«За знаки почести со стороны королей – благодарю покорно. К чему все это? Орден, золотая табакерка, почетный кубок от короля – это в наше время скорее позор, чем почесть. Мы все благодарим покорно за такого рода вещи и, слава богу, застрахованы от них: с тех пор как я поместил в „Телеграфе“ свою статью об Э.М. Арндте, даже сумасшедшему баварскому королю не придет в голову нацепить мне подобный дурацкий бубенчик или же приложить печать раболепия на спину. Теперь чем человек подлее, подобострастнее, раболепнее, тем больше он получает орденов.

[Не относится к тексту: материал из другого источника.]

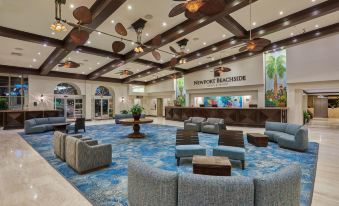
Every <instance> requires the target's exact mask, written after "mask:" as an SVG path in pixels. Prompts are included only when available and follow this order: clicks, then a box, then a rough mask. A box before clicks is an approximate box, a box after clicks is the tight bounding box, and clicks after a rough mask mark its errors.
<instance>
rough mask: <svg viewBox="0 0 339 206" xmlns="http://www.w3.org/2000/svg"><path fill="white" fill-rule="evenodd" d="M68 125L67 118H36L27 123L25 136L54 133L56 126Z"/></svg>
mask: <svg viewBox="0 0 339 206" xmlns="http://www.w3.org/2000/svg"><path fill="white" fill-rule="evenodd" d="M60 123H66V118H65V117H46V118H34V119H29V120H26V121H25V134H34V133H42V132H47V131H52V130H53V129H54V127H53V125H54V124H60Z"/></svg>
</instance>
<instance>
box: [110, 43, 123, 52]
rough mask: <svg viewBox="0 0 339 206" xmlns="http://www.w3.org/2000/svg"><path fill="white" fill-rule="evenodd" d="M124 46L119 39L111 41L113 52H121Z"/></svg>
mask: <svg viewBox="0 0 339 206" xmlns="http://www.w3.org/2000/svg"><path fill="white" fill-rule="evenodd" d="M125 47H126V45H125V43H124V42H121V41H115V42H113V43H112V50H113V52H114V53H119V52H121V51H122V50H124V49H125Z"/></svg>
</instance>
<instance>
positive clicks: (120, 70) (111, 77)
mask: <svg viewBox="0 0 339 206" xmlns="http://www.w3.org/2000/svg"><path fill="white" fill-rule="evenodd" d="M146 69H149V67H148V66H145V65H141V64H137V63H128V64H126V65H124V66H121V67H119V68H117V69H115V70H113V71H111V72H109V73H107V74H105V75H103V76H104V77H110V78H117V79H118V78H126V77H128V76H124V75H120V74H119V72H121V71H123V70H129V71H131V72H133V73H134V74H135V73H139V72H142V71H144V70H146Z"/></svg>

Я теперь яростно фехтую и смогу в скором времени зарубить всех вас. За последний месяц у меня здесь были две дуэли: первый противник взял назад оскорбительные слова… со вторым я дрался вчера и сделал ему знатную насечку на лбу, ровнехонько сверху вниз, великолепную приму.
Прощай.
То было последнее письмо Греберам. Больше они уже никогда не писали ему. Да и Фридрих не писал им.
За три дня до пасхи 1841 года он в последний раз прошелся по суетливой набережной вдоль Везера, в последний раз перевел и переписал письма в конторе консула Лейпольда, поужинал в кругу пасторской семьи и принял парад на площади перед ратушей.
ЧАСТЬ II
В последние дни перед отъездом из России с Михаилом Александровичем Бакуниным случилась неприятнейшая история.
Он перессорился с друзьями, а ведь как раз их он считал передовыми, лучшими людьми России.
История началась на несколько месяцев раньше нелепым случаем. Случай породил сплетни, разошедшиеся кругами по Москве и Петербургу.
Было ему двадцать шесть лет, и прежнюю жизнь он считал неудачной.
Его отец владел тысячью душ. В души тогда записывали только взрослых мужчин, а ведь почти каждый мужчина был женат, и, значит, две тысячи человек работали для того, чтобы семья Бакуниных сытно питалась, покупала красивые одежды, нужные книги.
Но детей в семье было много, и отец решил, что сыновья должны пойти на государеву службу, чтобы возвысить свое положение.
В четырнадцать лет Мишель Бакунин уехал из родной семьи в Петербург, стал юнкером артиллерийского училища.
В первые же дни он попал в карцер.
По коридору проходил господин поручик и увидел у окна юнкера с книгой.
– Вы чем это заняты, юнкер? – спросил он брезгливо.
– Читаю, господин поручик.
– Читаете? – Поручик удивился. – Вы что же, уж не дома ли приучились к чтению? Зачем вы это делаете?
– Чтобы научиться думать. – Мишель объяснил вполне искренне и удивился, когда поручик отправил его в карцер.
– Осмелюсь узнать, за что? – не удержавшись, спросил Бакунин.
– За то самое и отправил, юнкер. За чтение и желание мыслить. С вредными этими привычками вы тут быстро покончите.
Восемнадцати лет Бакунин стал офицером, но не мог развлекаться, как все, картами и водкой. Он мечтал о другом: о науках, умном чтении и независимой жизни.
В двадцать один год ему удалось уйти в отставку, он вернулся в отцовское поместье, стал усиленно читать книги – русские и европейские, а потом познакомился с молодыми людьми, имена которых скоро стали известны всей читающей России.
Одним был литератор Виссарион Григорьевич Белинский. Он жил в Москве и бедствовал. Бакунин взял у сестры денег и, не предупредив ее, отдал три тысячи Белинскому, чтобы тот смог ехать на лечение.
Другим был Станкевич. Вместе они принялись изучать мудрости немецкого философа Гегеля.
Бакунин одним из первых в России обратился к гениальному немцу. Особенно его поразила мысль о том, что все существующее, действительное – разумно.
– А раз так, надо примириться со всем, что делается в России, быть верным православной церкви и государеву делу.
В этой мысли он сумел убедить многих своих друзей, и Белинского тоже. Белинский предложил ему написать несколько статей для журнала «Московский наблюдатель» о современных идеях, о Гегеле – Бакунин написал с блеском.
Из поместья Бакунин уехал в Москву, ночевал то у Белинского, то у другого друга – Боткина. У него не было постоянного дома, постоянных занятий. Дальний родственник, генерал-губернатор, предложил ему хорошую службу, он отказался.
В дружбе Бакунин мог быть только старшим. «Я стонал под твоим авторитетом», – жаловался Белинский. Всех он заставлял думать лишь так, как считал необходимым.